Now you’re adrift in the sea of lies.

la musica era assordante e in quell’ appartamento erano decisamente in troppi per lei, e nonostante fosse la festeggiata si guardava intorno ansiosamente piuttosto che godersi la festa.
Aveva detto che sarebbe venuto, per lei, e stranamente c’era anche stato ma adesso non riusciva più a trovarlo da nessuna parte.
Iniziò a preoccuparsi, così come accadeva tutte le sere, suo padre era uscito di nuovo senza che lei se ne accorgesse. Non poteva lasciarla così, non in quel momento!
“Dana!” sentì la voce maschile di un suo compagno di classe che si stava avvicinando con in mano due bicchieri pieni di alcolici.
“Hai visto mio padre?” Chiese lei agitata al ragazzo ancora prima che lui potesse aprire bocca.
“Ehm… Mi è sembrato di vederlo uscire poco fa.” Rispose confuso il ragazzo, per poi provare ad attaccare con un discorso diverso, inutilmente.
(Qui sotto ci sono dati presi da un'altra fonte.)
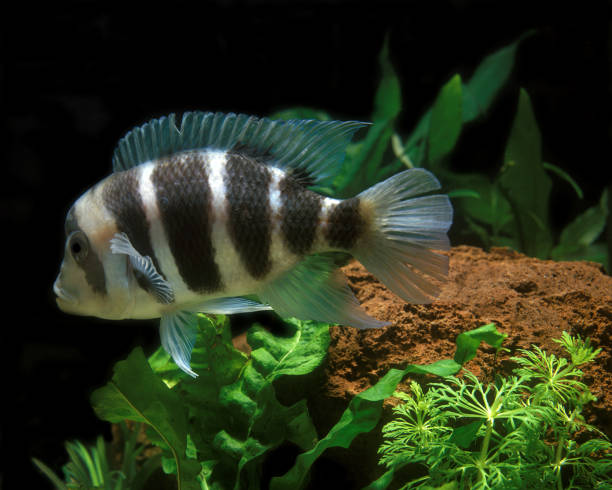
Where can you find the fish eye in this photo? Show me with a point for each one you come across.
(79, 246)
“Grazie Jay!” Dette una pacca al braccio dell’ amico e corse verso l’ uscita d’ emergenza mentre uno speaker annunciava la torta con tanto di candeline in arrivo. Maledisse se stessa e suo padre per il fatto di doversi perdere la torta mentre andava a sbattere contro l’ unica pianta dell’ appartamento, ma l’ ascensore era ora davanti a lei e si stava chiudendo. Accelerò il passo nella speranza di riuscire ad entrarci senza rimanere schiacciata tra le porte, ma non fece in tempo e per poco non prese una facciata.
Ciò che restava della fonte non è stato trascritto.